Elles disent qu’elles sont là pour « manger de l’amertume ». Et cela se voit sur leurs visages fatigués, qui se pressent dans le Lotus Bus de Médecins du monde ce soir. Il ne fait pas bien froid, pourtant elles sont emmitouflées dans de grandes écharpes, comme pour se cacher. Certaines prennent les sachets de préservatifs qu’on leur distribue sans un mot, mais la plupart échangent et plaisantent avec les bénévoles. Car ici, elles ont droit à la considération dont elles sont cruellement privées au quotidien.
Originaires du Nord de la Chine (1), la désindustrialisation de la région les a, pour beaucoup, laissées sans travail. Une catastrophe dans un pays où tout le système de sécurité sociale est lié à l’emploi. Seule porte de sortie, l’exil. Mais une fois en France, leur statut de migrantes non francophones leur offre peu de possibilités. La prostitution est souvent leur seul moyen de survie. Elisa, qui vit dans un dortoir de 17 m2 qu’elle partage avec quinze femmes, n’aurait jamais pensé « devoir faire cela, mais je n’ai pas d’autre choix ». Elégante, elle porte un serre-tête et un joli manteau noir. Mais à voix basse, elle raconte un quotidien de violences et d’angoisses.

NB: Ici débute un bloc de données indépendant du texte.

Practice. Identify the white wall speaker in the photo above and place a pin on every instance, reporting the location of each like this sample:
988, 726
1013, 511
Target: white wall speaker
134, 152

Comme un millier de ses congénères (2), Elisa sillonne l’Est parisien dans un périmètre qui va de la porte de Clignancourt (18e) à la porte de Vincennes (12e), en passant par République et la gare du Nord (10e), à la recherche du client et de l’anonymat. Une façon de pratiquer leur activité qui leur a valu le nom de « marcheuses ». « Travailler comme je le fais dans la rue, c’est très dangereux, reconnaît Elisa. Je ne comprends pas pourquoi on ne nous autorise pas à nous regrouper dans un même lieu, ce serait plus sûr pour nous. » Elle ne comprend pas non plus l’attitude de la police, parfois agressive à l’égard de femmes que leur isolement soumet à tous les arbitraires.

« J’ai peur de tout »
Une attitude également dénoncée par une étude de Médecins du monde réalisée entre juin 2010 et octobre 2011 auprès de cinquante-six femmes. 22,8 % d’entre elles auraient été interpellées plus de cinq fois, voire plus de dix fois, pour « racolage passif » (lire ci-dessous). « Les policiers m’ont dit que je faisais des signes aux voitures, mais ce n’était pas vrai.